Resumen de Genome assembly of multiple genomes using long-read sequencing technologies
Adriano Muñoz Barrera
The emergence of long-read sequencing technologies has a substantial impact in genomic studies, facilitating de novo genome assembly, and structural variant detection in complex genomes. Accurate and complete de novo assembled genomes sustain variant identification and catalyze the discovery of new genomic features and functions and the effects in disease. However, accurate and precise de novo assemblies of large and complex genomes remains a challenging task. Long-read sequencing data alone or in hybrid mode combined with more accurate short-read sequences facilitate the de novo assembly of genomes. The main objective of this work is to unravel the potential of long-read sequencing technologies, specifically for de novo assembly, by the development of specific bioinformatics pipelines to reconstruct diverse types of genomes, from those of small viruses to the larger and more complex from humans.
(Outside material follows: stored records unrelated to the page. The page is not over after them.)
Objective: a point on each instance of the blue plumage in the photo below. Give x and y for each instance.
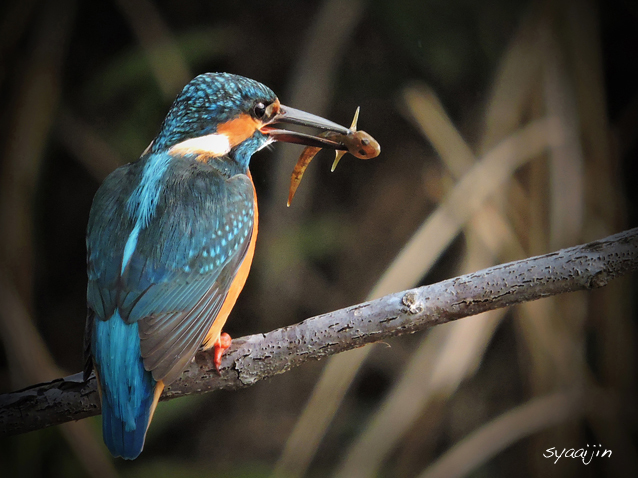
(165, 238)
(127, 388)
(169, 244)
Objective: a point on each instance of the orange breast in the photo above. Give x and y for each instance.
(237, 285)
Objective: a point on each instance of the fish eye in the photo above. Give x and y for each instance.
(259, 109)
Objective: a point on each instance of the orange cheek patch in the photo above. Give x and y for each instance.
(239, 129)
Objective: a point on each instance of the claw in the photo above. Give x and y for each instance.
(223, 342)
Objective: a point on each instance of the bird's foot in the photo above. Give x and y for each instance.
(223, 342)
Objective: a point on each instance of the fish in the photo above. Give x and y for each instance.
(358, 143)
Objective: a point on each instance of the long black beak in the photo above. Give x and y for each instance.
(294, 116)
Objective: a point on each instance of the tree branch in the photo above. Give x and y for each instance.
(256, 357)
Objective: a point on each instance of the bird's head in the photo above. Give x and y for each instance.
(220, 114)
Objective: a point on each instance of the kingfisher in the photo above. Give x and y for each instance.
(170, 242)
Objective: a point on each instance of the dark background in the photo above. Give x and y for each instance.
(84, 87)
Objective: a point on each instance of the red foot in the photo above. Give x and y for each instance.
(223, 342)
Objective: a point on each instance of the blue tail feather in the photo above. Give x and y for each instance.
(127, 388)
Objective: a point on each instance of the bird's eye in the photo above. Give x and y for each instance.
(260, 110)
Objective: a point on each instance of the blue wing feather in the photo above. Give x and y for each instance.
(156, 296)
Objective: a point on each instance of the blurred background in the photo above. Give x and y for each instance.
(508, 129)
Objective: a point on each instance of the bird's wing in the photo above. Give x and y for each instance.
(181, 269)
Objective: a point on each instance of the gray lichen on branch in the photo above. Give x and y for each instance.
(256, 357)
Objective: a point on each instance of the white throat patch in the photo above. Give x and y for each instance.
(211, 145)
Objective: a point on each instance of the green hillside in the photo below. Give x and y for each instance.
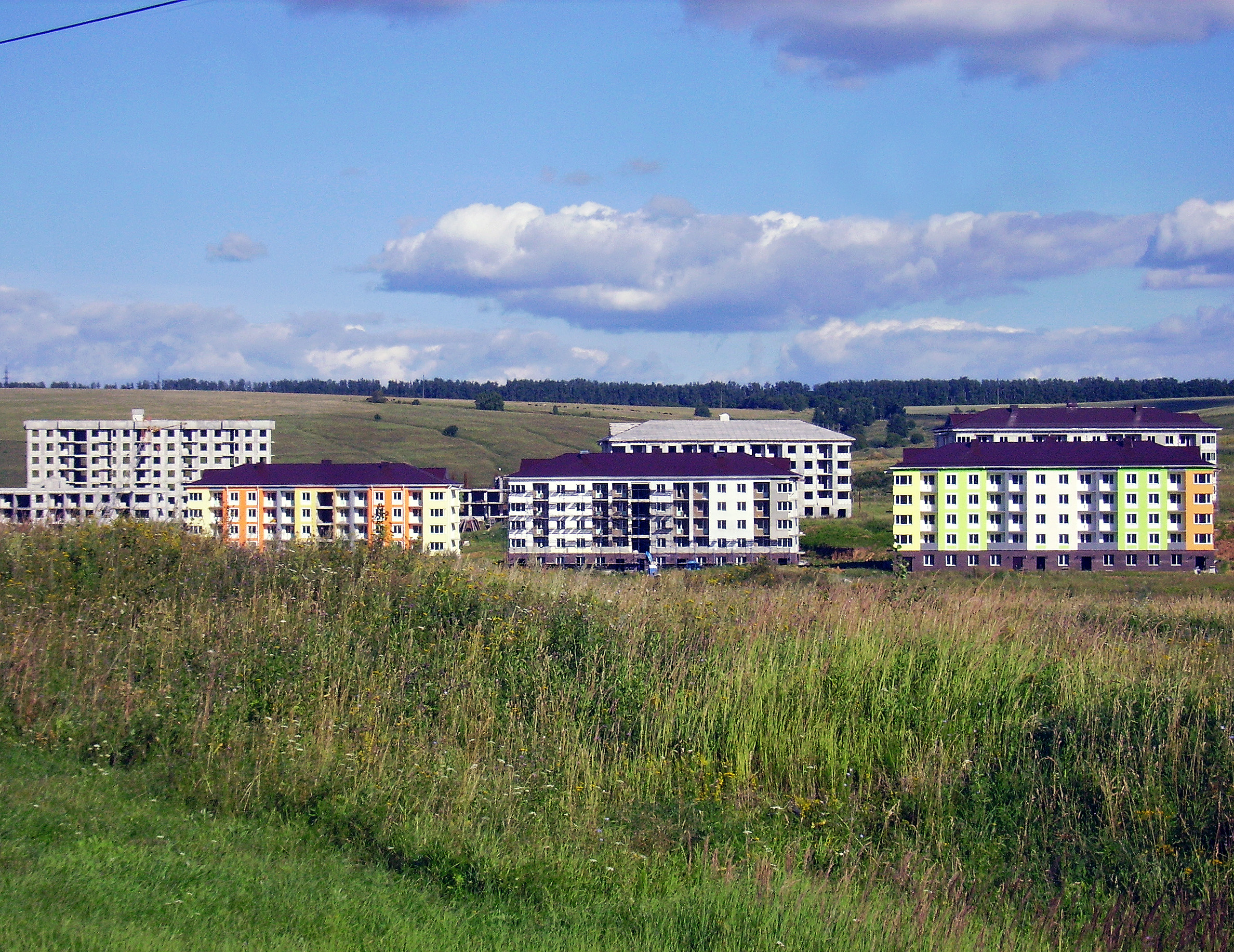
(343, 429)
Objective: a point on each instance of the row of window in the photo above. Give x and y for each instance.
(680, 543)
(1064, 561)
(520, 525)
(1084, 499)
(1017, 480)
(753, 448)
(111, 434)
(1041, 539)
(1063, 519)
(622, 488)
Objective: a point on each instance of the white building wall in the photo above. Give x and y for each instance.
(147, 460)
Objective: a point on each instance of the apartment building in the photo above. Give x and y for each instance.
(483, 508)
(152, 458)
(617, 510)
(1080, 424)
(263, 504)
(1055, 504)
(821, 457)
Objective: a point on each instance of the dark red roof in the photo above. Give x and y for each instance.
(323, 474)
(654, 466)
(1053, 452)
(1060, 418)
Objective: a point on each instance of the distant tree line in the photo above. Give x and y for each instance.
(842, 404)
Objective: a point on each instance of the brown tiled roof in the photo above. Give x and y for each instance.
(1060, 418)
(654, 466)
(1053, 452)
(325, 473)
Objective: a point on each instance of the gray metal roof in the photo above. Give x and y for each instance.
(149, 424)
(726, 431)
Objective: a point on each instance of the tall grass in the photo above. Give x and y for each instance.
(543, 736)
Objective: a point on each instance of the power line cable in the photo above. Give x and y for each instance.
(97, 20)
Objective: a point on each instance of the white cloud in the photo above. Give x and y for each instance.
(640, 167)
(1186, 347)
(236, 247)
(848, 40)
(111, 342)
(1192, 247)
(1031, 40)
(393, 9)
(599, 267)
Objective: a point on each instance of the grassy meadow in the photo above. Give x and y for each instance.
(327, 749)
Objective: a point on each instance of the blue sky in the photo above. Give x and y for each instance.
(810, 189)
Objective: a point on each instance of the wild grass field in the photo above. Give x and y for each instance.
(328, 749)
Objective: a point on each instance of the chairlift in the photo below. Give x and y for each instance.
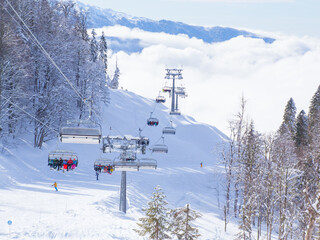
(104, 165)
(181, 91)
(80, 135)
(152, 121)
(62, 160)
(167, 89)
(160, 99)
(169, 130)
(128, 156)
(147, 163)
(126, 165)
(175, 112)
(160, 148)
(86, 135)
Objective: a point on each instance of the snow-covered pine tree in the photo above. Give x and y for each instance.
(182, 219)
(314, 112)
(247, 180)
(284, 156)
(114, 84)
(289, 116)
(155, 224)
(103, 48)
(94, 47)
(302, 135)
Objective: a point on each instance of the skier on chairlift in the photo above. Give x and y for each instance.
(55, 186)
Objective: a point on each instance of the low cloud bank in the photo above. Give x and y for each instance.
(217, 75)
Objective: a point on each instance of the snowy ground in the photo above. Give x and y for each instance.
(84, 208)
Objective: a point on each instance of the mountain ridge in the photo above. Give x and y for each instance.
(99, 17)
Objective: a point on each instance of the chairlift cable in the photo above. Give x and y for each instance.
(47, 54)
(38, 44)
(44, 124)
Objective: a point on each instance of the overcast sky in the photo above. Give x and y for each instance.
(293, 17)
(217, 75)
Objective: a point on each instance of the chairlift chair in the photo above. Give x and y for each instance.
(152, 121)
(167, 89)
(80, 135)
(169, 130)
(160, 99)
(160, 148)
(147, 163)
(104, 165)
(126, 165)
(175, 112)
(61, 159)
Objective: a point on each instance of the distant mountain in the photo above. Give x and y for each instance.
(99, 17)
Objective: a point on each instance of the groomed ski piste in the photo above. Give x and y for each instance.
(85, 208)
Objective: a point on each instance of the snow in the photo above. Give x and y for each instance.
(84, 208)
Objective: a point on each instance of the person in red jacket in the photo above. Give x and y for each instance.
(55, 186)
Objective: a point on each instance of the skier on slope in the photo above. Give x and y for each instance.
(55, 186)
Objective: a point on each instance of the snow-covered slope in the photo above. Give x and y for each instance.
(84, 208)
(98, 18)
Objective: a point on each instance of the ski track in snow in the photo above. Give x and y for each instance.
(84, 208)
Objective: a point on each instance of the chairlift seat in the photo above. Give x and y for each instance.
(104, 165)
(60, 158)
(153, 122)
(160, 148)
(177, 112)
(169, 130)
(147, 163)
(160, 99)
(126, 166)
(166, 89)
(80, 135)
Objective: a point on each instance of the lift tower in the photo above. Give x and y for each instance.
(129, 147)
(174, 74)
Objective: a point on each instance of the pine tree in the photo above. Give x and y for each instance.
(289, 117)
(103, 48)
(181, 220)
(302, 136)
(114, 84)
(155, 225)
(94, 46)
(314, 111)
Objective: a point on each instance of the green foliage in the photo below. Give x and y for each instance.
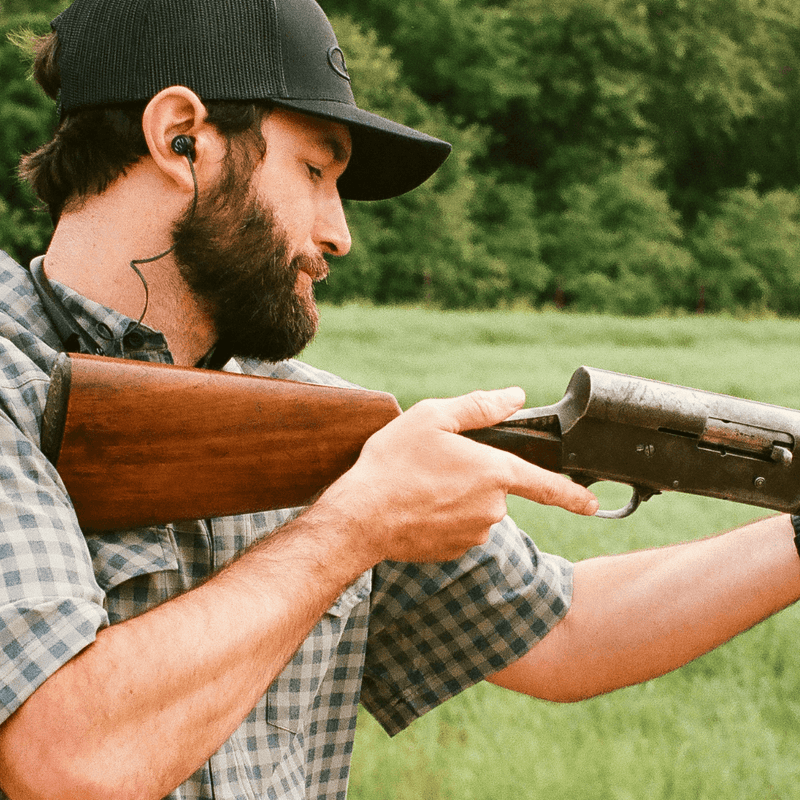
(617, 246)
(603, 151)
(28, 117)
(748, 253)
This comprehensive study aimed to achieve the following objectives: 1) To provide an updated review of current literature, technologies, and computational tools for Next-Generation and Third-Generation Sequencing to serve as the starting point at which the thesis develops; 2) To design, implement, and test bioinformatics strategies and pipelines for de novo assembly of viral genomes using short and long reads, assisting in the precise characterization of the Mpox outbreak of 2022; 3) To assess its potential for human mtDNA reconstruction and classification; and 4) To benchmark multiple state-of-the-art bioinformatics tools for de novo genome assembly of human whole genomes obtained with long reads, alone or in combination with short-read data, and develop and optimize a de novo assembly pipeline for human whole genomes. Overall, the results from this work highlight the transformative potential of long-read sequencing in de novo genome assembly, assisting in a rapid characterization of viral genomes involved in infectious diseases, and in unraveling complexities in human genomics in general, contributing from the basis to the development of biomedical research and to innovative diagnostic and therapeutic approaches.